What did Albanese and Wale actually agree?
Matthew Wale became Solomon Islands prime minister on 15 May 2026 through a parliamentary vote, replacing Jeremiah Manele, who had resisted Canberra's push for closer ties. In Canberra, Wale and Albanese committed to a "reset" of the relationship. "This will be agreed in a new comprehensive treaty underpinned by mutual trust, respect and open dialogue," Albanese said — before conceding the obvious: "Today is of course day one."
No treaty was signed. The leaders announced they would negotiate a comprehensive strategic treaty covering security and economic cooperation. The concrete deliverable was modest: A$35 million to help the Solomons with energy security and recovery from Tropical Cyclone Maila, plus progress on a long-stalled policing deal whose Honiara police academy is not due to be finished until 2028.
Is China's 2022 pact actually going away?
No — and that is the gap between the optics and the substance. The 2022 security pact, struck under former prime minister Manasseh Sogavare, alarmed Canberra and Washington because it was read as potentially allowing a Chinese naval presence in the South Pacific; China has since provided police instructors in the country. Wale has promised only to review it, and his own account of that review is hardly reassuring.

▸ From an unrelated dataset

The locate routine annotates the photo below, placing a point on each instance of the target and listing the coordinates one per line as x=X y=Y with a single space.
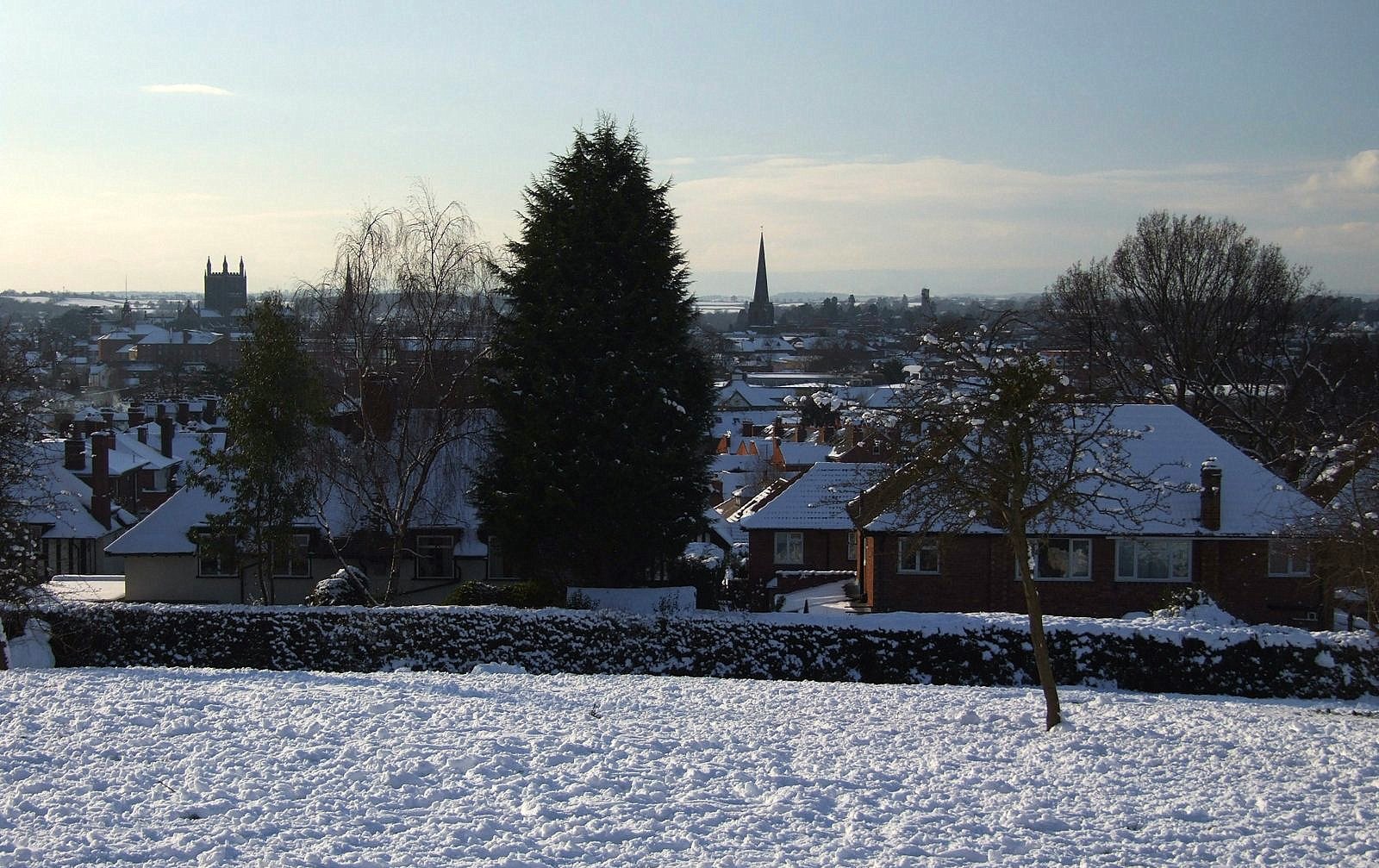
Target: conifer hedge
x=349 y=640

"I haven't had a good look at it. I've had a look at it... There is a nondisclosure clause in it, so I couldn't show it to you right away. But we are going to be reviewing the treaty, as we are reviewing other security agreements," he told reporters. Pressed further, he offered: "I've been praying and fasting about it, but of course cabinets will need to have a look at these things." A leader who has barely read the document, bound by a Chinese non-disclosure clause, is not a leader who has torn it up. The pact Canberra most wanted undone is still law in Honiara.

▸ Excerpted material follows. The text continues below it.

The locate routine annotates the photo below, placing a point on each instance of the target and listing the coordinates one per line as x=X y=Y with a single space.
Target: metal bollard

The bill for influence keeps growing
The Solomons announcement is the newest entry in an expanding ledger of Pacific spending. Australia led the RAMSI intervention from 2003 to 2017, deploying more than 7,000 Defence Force personnel; it provided $187 million in aid in 2018–19; and in December 2024 it signed a A$190 million policing agreement with the Solomons. The same pattern — generous, transactional, defensive — now spans the region.

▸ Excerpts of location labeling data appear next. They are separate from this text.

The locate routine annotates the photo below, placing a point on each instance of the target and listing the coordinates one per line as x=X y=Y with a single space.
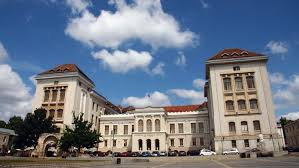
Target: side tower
x=240 y=101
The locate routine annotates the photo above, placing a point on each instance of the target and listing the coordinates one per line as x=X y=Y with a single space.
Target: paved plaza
x=285 y=161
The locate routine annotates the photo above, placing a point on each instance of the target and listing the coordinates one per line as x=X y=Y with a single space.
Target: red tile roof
x=234 y=53
x=185 y=107
x=66 y=68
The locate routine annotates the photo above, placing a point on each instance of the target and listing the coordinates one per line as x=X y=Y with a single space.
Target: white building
x=239 y=112
x=240 y=101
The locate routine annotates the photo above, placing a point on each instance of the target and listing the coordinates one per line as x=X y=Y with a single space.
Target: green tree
x=3 y=124
x=81 y=136
x=32 y=127
x=284 y=121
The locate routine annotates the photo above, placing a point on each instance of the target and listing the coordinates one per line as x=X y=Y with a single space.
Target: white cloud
x=195 y=97
x=291 y=116
x=277 y=78
x=122 y=62
x=287 y=94
x=277 y=47
x=141 y=20
x=154 y=99
x=181 y=60
x=204 y=4
x=78 y=6
x=199 y=83
x=15 y=98
x=158 y=69
x=3 y=52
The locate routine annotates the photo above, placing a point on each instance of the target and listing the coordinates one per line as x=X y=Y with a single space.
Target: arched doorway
x=140 y=144
x=157 y=144
x=148 y=144
x=50 y=146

| Recent Australian Pacific deal | When | Australia's commitment |
|---|---|---|
| Tuvalu (Falepili Union) | 2023 | Climate-migration pathway + security guarantee |
| Solomon Islands policing | Dec 2024 | A$190m police support, Honiara academy (due 2028) |
| Nauru treaty | 2024 | $100m over five years + $40m for police |
| Papua New Guinea treaty | 2025 | Finalised; security cooperation |
| Solomon Islands energy | Jun 2026 | $35m (energy + cyclone recovery) |
Lowy Institute analyst Daniel Flitton notes that Australia "has previously derided the 'chequebook diplomacy' that China and Taiwan practised across the Pacific" — a practice that "carried the risk of abetting local corruption." His warning about the current spree is pointed: "rather than an 'end' to the game, these moves could equally be read as upping the stakes," and "international agreements are not immutable." Money buys access, not allegiance, and — as Nauru's serial diplomatic switches show — today's signature can be tomorrow's bargaining chip.
Why the optics outrun the substance
The deeper problem is that Beijing can compete cheaply. During preparations for the 2025 Pacific Islands Forum in Honiara, China gifted 27 four-wheel-drives to ferry delegates while Australia supplied 22 vehicles to police as part of a larger package — a snapshot of a contest measured in fleets of SUVs. Chinese police trainers remain on the ground. And Wale himself was candid about the relationship he is now "resetting": "We acknowledge that there's been problems in the last few years, I'll be honest."
That honesty is worth holding the government to. An unsigned treaty, a live China pact, and a $35 million cheque do not amount to a strategic victory — they amount to day one. Albanese is entitled to pursue closer Pacific ties; voters are entitled to be told the difference between a relationship secured and a press conference held.